|Pavel Datsyuk can expect a heavy dose of Valtteri Filppula, at least through the first two games of the first-round series in Tampa Bay. (Photo by Getty Images) |
TAMPA, Fla. – When Valtteri Filppula signed a free-agent contract with the Tampa Bay Lightning that is paying him $25 million over five years, he never imagined a playoff series pitting his new team against his old squad.
But over the past five days, it’s been sinking in for Filppula as he and the Lightning prepare for their first-round playoff series against the Red Wings.
“I didn’t really think about it too much,” said Filppula, who just finished his second season with the Lightning. “Obviously, I knew we’re going to play each other a lot (in the regular season). You don’t want to think too far in the playoffs but now it’s happening. We’ll see how it goes, I’m excited. I’m sure it’ll be a fun series.”
Over seven years, Filppula had become a favorite among his Wings’ teammates. He counts Niklas Kronwall, Henrik Zetterberg, Johan Franzen and Pavel Datsyuk among his best friends. The last time the Wings were in town, several former teammates took Filppula out to celebrate his 31st birthday.
But this week all communication ceases to exist.
“I think everybody knows what’s going on this time of year,” Filppula said. “Obviously, I’d like to talk to the guys but we’ll do that more after. I’m sure after the series we’ll go back to normal but obviously playoff time is a little bit different and let them focus on what they’re doing and me for things we’re doing here.”

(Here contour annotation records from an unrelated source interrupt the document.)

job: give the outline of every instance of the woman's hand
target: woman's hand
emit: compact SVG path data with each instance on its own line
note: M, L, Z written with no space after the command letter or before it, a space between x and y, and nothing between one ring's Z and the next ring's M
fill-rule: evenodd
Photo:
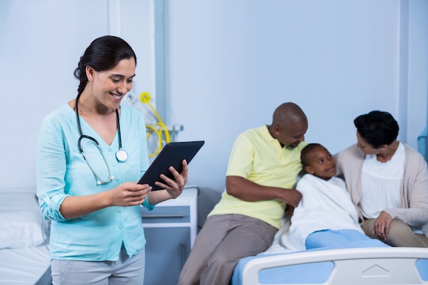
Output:
M386 241L391 221L392 221L392 217L388 213L382 211L375 220L373 234L377 236L382 241Z
M169 170L174 176L174 179L169 178L165 175L161 174L161 178L162 178L166 184L161 183L159 181L155 182L156 185L166 189L170 195L170 199L175 199L178 197L183 192L183 189L185 188L185 185L187 182L187 161L186 161L185 159L183 159L181 164L183 165L183 172L181 172L181 174L180 174L175 168L171 166L169 168Z
M143 204L152 187L147 184L127 182L110 190L110 206L137 206Z

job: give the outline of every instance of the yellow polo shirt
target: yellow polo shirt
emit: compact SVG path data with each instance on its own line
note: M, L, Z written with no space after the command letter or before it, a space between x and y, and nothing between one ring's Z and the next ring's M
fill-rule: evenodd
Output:
M226 176L241 176L264 186L289 189L302 169L300 151L308 144L295 148L282 148L272 137L267 126L246 130L235 139L226 170ZM239 214L260 219L280 228L286 204L280 200L246 202L225 191L209 217Z

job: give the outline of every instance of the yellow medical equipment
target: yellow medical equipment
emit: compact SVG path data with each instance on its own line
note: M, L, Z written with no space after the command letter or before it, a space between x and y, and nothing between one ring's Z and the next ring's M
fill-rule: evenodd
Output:
M148 106L156 116L157 120L157 122L155 124L146 124L146 129L147 131L146 139L148 141L149 137L153 135L157 136L157 149L155 152L148 154L149 157L154 157L159 153L165 144L171 141L171 138L168 128L163 123L163 121L162 121L162 118L161 118L159 114L156 111L156 109L153 108L153 106L150 104L150 98L151 96L148 92L143 92L139 95L139 100L143 104L146 104Z

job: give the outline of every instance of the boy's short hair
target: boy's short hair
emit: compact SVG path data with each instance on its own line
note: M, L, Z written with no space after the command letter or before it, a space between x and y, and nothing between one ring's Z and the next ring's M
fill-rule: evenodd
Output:
M308 158L308 154L315 148L319 146L323 148L323 146L319 144L309 144L302 150L300 152L300 160L302 161L303 166L309 166L310 161Z

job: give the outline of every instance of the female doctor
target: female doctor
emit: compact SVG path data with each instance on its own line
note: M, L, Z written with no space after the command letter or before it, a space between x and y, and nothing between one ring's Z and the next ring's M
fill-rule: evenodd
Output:
M77 96L47 116L37 145L37 195L51 220L53 284L141 284L146 239L140 205L174 199L187 164L164 189L139 185L148 166L146 126L137 109L121 105L137 58L121 38L94 40L75 70Z

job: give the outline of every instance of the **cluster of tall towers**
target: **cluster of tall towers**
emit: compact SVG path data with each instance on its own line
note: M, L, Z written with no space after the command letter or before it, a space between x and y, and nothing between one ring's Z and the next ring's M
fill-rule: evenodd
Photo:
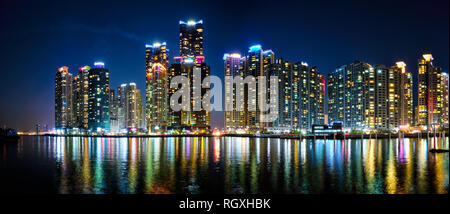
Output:
M431 54L419 59L415 110L413 77L404 62L338 67L328 75L328 121L350 129L448 127L448 74L432 60Z
M103 62L83 66L73 77L67 66L55 77L55 128L98 132L110 128L109 70Z
M204 82L200 88L196 84L196 79L202 81L210 73L203 55L203 22L180 21L179 27L179 55L173 57L173 63L166 42L145 46L145 105L135 83L110 89L110 72L103 62L79 68L76 76L67 66L59 68L55 77L56 129L113 133L208 132L209 100L205 104L198 98L208 97L210 89L203 87ZM327 123L342 123L349 129L448 127L448 74L433 65L431 54L424 54L418 62L416 107L413 77L401 61L391 67L355 61L328 74L326 83L325 75L316 66L276 59L272 50L263 50L261 45L251 46L245 55L227 53L223 60L226 77L254 77L257 84L249 87L245 81L231 84L225 81L225 105L232 106L225 109L227 131L310 130L313 125ZM278 81L277 96L271 97L268 81L258 80L274 76ZM181 83L171 85L176 77L187 80L188 88L183 90L189 94L178 100L171 99L183 88ZM267 90L265 96L260 94L260 86ZM255 99L250 99L249 94L255 94ZM239 98L243 101L237 102ZM276 118L270 122L263 120L267 110L260 110L259 102L276 105ZM188 108L173 110L176 103L185 103ZM202 108L196 110L196 106Z
M313 124L324 123L325 78L318 72L317 67L308 66L304 62L275 59L275 53L272 50L263 50L261 45L251 46L245 56L227 53L223 59L225 76L253 76L256 80L260 77L265 77L266 80L271 76L278 77L278 96L274 97L276 100L272 102L278 105L278 115L270 122L261 119L261 115L267 112L258 108L252 111L249 108L250 105L259 106L260 100L270 103L270 96L259 99L260 94L250 91L255 89L243 85L243 82L233 85L225 83L225 93L231 95L225 96L225 103L232 102L233 106L231 111L225 111L225 128L228 131L300 130L310 129ZM240 87L245 90L237 90ZM256 89L260 89L259 86ZM256 99L248 99L249 93L255 93ZM269 91L266 94L270 94ZM244 97L243 104L236 102L239 97ZM236 110L237 105L243 105L242 110Z
M201 80L209 75L209 66L203 56L203 21L180 21L180 55L169 64L169 51L166 43L146 45L146 119L150 132L167 130L186 130L197 133L210 129L210 112L207 108L193 111L194 94L204 96L209 89L197 89L194 84L195 71L201 72ZM186 77L189 81L189 96L181 99L189 105L189 111L174 111L170 100L177 87L170 87L170 80L176 76ZM182 100L183 101L183 100ZM172 103L170 103L172 102Z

During his time in Detroit, he produced 100 goals and 251 points in 482 games. He averaged 16 minutes or more in average ice time in six straight seasons, including a career-high 18:15 in 2011-12. That year he also established career highs for games played (81), goals (23), assists (43) and points (66). Filppula has always excelled in the face-off circle during his time in the NHL, posting a 51.7 career win percentage.
Despite playing a full season for the first time in his career, 2014-15 wasn’t Filppula’s best. He finished sixth in scoring for the Lightning, producing 12 goals and 48 points in 82 games. However, he owned a team-worst minus-14 with just 91 shots on goal as a third-line center between Vladislav Namestnikov and Cedric Paquette.
Defenseman Anton Stralman and center Brian Boyle have Stanley Cup finals experience, but Filppula is the only player in the Lightning’s locker room with a ring. And while he isn’t the most vocal, his younger teammates seek his wisdom and playoff advice.
“He brings that experience,” defenseman Victor Hedman said. “He went all the way with Detroit. He said it’s the best feeling you can feel as a hockey player to win that trophy and he knows. We know what it takes to go deep in the playoff run. It’s good to have that experience on the team but we just have to take it step by step and not focus on what lies ahead. We just have to focus on the game tonight and then take care of the rest later.”
Though Filppula’s ffensive production was down, the Wings are still wary of his defensive abilities, which Lightning coach Jon Cooper said he’ll use against Detroit’s top line of Zetterberg, Datsyuk and Darren Helm.
“One thing about Val, you give him the toughest assignment and he delivers for you,” Cooper said. “I think you’re going to see Val against Hank. You’re going to see him against Pav. He’ll be out against those guys because he knows how to defend. He’s always on the right side of pucks. I never sit here and say, ‘Oh well, Val you should have 25 goals.’ I’m sure he wants to have that, but he does so many things in different areas. He kills penalties for us, plays on the power play, wins face offs, he’s out in the last minute. I can go on and on. That’s what he does for us and those guys are invaluable for you.”
Zetterberg is aware, too, that he’ll see a heavy dose of his friend through this first-round series.
“We’re going to see him a lot,” Zetterberg said. “He’s a good player and you have to be sharp when you play against him because he skates very well and he’s very solid defensively. But when he gets a chance offensively he’s dangerous.”